T2D Islet Transcriptome Biomarker Discovery
Huang et al. 2022 demonstrated a multi-step bioinformatics pipeline for T2D biomarker discovery using pancreatic islet transcriptomics. This approach is conceptually related to but distinct from PBMC-based transcriptome profiling.
Pipeline Steps
- Bulk RNA-seq DEG analysis (GSE41762, islet tissue): 111 DEGs via limma.
- Functional enrichment (GO/KEGG): hormone secretion, JAK-STAT, Ras signaling.
- LASSO biomarker selection: 6 genes → 4 with AUC >0.8 (SLC2A2, SERPINF1, RASGRP1, CHL1).
- Nomogram construction: Combined panel AUC = 0.902.
- scRNA-seq cell clustering (E-MTAB-5061, pancreatic islets): 13 clusters → 6 cell types.
- Biomarker localization: SERPINF1 identified in fibroblasts.
- SCENIC TF analysis: NR2F2 identified as TF regulating SERPINF1-high fibroblasts.
- Target gene intersection: 18 NR2F2 target genes overlap with T2D DEGs.
Tissue vs.

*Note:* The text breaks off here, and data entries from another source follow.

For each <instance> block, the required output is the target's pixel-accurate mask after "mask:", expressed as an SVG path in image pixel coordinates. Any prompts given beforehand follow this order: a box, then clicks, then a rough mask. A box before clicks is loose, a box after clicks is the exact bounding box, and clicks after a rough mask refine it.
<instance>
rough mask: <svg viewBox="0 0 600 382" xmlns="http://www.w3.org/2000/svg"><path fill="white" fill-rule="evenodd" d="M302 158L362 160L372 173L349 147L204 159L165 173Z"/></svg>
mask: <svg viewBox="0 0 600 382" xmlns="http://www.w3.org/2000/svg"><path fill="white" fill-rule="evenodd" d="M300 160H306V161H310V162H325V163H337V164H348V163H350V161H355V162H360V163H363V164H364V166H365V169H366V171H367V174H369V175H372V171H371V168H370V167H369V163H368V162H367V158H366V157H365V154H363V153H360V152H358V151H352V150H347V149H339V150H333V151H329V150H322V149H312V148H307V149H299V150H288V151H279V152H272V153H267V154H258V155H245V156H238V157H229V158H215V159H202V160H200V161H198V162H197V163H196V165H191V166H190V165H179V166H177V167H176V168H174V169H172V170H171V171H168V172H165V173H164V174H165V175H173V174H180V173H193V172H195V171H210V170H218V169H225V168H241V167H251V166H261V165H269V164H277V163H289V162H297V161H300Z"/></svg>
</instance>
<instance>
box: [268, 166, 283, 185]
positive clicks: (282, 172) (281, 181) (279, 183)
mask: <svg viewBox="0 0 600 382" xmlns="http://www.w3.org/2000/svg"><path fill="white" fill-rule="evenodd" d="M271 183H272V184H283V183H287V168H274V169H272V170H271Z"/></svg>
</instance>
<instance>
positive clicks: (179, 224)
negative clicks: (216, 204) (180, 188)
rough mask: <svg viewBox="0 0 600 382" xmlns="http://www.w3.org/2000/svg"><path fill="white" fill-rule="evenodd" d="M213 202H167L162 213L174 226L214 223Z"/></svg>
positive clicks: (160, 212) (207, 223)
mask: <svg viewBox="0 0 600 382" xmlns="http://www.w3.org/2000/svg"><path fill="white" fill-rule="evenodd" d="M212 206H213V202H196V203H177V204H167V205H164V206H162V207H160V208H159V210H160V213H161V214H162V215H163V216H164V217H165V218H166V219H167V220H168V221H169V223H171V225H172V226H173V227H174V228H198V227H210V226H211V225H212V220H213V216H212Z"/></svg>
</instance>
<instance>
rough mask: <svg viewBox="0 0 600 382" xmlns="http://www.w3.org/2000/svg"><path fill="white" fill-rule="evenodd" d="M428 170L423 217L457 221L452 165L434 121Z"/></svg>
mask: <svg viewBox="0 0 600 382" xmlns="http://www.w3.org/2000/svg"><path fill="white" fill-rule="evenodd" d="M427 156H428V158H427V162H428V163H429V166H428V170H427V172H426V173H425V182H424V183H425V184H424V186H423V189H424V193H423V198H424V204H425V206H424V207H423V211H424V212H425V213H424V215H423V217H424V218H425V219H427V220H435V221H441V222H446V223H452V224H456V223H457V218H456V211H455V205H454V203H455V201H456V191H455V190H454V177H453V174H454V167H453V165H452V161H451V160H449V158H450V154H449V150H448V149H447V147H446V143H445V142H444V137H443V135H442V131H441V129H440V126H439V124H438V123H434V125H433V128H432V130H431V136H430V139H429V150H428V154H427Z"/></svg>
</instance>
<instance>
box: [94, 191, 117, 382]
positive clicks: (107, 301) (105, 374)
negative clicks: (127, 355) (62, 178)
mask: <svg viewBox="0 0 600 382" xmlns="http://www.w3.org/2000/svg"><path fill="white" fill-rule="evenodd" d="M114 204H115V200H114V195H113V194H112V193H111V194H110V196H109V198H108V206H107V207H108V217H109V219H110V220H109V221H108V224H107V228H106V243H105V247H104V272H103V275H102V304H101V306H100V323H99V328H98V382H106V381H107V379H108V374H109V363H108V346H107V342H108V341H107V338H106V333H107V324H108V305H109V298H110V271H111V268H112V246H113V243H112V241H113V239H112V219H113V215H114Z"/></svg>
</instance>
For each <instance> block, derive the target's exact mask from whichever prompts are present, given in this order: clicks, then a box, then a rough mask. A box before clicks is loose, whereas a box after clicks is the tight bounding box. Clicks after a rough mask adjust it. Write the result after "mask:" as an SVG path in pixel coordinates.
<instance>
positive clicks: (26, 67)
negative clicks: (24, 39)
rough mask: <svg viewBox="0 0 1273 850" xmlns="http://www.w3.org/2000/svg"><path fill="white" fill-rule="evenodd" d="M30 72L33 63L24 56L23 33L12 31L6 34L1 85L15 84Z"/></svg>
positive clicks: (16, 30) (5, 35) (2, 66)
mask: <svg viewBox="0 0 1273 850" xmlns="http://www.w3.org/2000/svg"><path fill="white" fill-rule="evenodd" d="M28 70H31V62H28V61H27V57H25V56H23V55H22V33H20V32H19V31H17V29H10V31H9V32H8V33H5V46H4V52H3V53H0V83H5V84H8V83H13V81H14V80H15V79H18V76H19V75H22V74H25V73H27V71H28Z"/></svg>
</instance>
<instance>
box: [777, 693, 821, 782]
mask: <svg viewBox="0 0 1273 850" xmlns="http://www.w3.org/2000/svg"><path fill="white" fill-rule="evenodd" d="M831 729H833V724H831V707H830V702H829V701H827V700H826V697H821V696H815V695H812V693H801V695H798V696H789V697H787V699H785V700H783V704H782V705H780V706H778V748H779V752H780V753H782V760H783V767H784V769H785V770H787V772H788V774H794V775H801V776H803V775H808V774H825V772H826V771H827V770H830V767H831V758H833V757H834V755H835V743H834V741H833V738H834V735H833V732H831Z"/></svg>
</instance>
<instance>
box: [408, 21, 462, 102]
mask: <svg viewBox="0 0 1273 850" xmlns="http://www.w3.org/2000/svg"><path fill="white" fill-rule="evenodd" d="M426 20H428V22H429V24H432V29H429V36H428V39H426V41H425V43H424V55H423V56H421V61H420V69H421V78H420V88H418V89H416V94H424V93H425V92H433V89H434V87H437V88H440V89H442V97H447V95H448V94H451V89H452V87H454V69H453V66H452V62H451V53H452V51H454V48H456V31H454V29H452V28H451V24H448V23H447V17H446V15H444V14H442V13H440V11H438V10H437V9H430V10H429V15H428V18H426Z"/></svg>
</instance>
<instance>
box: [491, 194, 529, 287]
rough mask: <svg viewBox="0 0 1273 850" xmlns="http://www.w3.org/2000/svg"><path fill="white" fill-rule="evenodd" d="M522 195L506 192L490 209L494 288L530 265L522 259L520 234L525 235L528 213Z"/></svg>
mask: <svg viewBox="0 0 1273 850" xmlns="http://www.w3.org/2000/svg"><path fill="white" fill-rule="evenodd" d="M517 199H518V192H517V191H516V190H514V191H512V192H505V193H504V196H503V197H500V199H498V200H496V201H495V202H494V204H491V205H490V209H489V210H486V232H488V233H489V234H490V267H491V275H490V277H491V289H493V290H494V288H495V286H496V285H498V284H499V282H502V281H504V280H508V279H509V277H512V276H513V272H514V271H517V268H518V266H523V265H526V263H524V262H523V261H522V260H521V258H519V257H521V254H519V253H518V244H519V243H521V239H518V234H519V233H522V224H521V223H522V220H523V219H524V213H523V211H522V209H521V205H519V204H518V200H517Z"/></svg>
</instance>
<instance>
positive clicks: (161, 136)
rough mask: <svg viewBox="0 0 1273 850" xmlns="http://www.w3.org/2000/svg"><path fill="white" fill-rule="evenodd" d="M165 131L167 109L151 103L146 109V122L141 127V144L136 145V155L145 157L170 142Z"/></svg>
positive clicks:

Blood Context
This pipeline operates on pancreatic islet tissue — the disease-affected organ — rather than peripheral blood or PBMCs. Islet transcriptomics captures tissue-level pathology (β-cell dysfunction, fibrosis), while PBMC transcriptomics captures systemic immune remodeling. The two approaches provide complementary views of T2D biology.
Tang et al. 2026: scRNA-seq + Machine Learning Pipeline
Tang et al. 2026 demonstrated an alternative pipeline using single-cell RNA-seq as the starting point rather than bulk RNA-seq:
- scRNA-seq clustering (GSE221156, pancreatic islet): 19 subclusters → 10 cell types via Seurat + Harmony + SingleR.
- DEG analysis: 455 DEGs via limma.
- LASSO biomarker selection: 14 genes from DEGs → 4 with non-zero coefficients: PNLIP, BUB1, CTSB, NAMPT.
- ROC validation (GSE29221, skeletal muscle): AUCs 0.694–0.931.
- Cell-cell communication: CellChat analysis identifying Alpha/Beta cells as signaling hubs (MK, SPP1 pathways).
- Clinical qRT-PCR validation: Peripheral blood serum from a Chinese cohort (15 T2DM, 20 controls).
Key Differences from Huang et al. 2022 Pipeline
- Input data: Tang uses scRNA-seq directly for DEG discovery; Huang uses bulk RNA-seq for DEGs then scRNA-seq for cell-type localization.
- Validation strategy: Tang validates across tissues (islet→muscle→blood); Huang validates within islet via nomogram.
- Cell-level analysis: Tang uses CellChat for intercellular communication; Huang uses SCENIC for TF regulation.
- Biomarker panel: No overlap in gene membership, suggesting pipeline-specific sensitivity.
Relationship to Other T2D Transcriptome Studies
- Blood transcriptome meta-analysis addresses cross-cohort replication challenges not tested here.
- Single-cell PBMC profiling captures immune cell heterogeneity, while this islet study captures tissue-resident cell heterogeneity.
- Unlike Tkachenko et al. 2025, this study does not assess replication across multiple cohorts.
- Tang et al. 2026 provides an scRNA-seq-first alternative to the bulk-first Huang et al. pipeline, with a different biomarker panel and cross-tissue validation.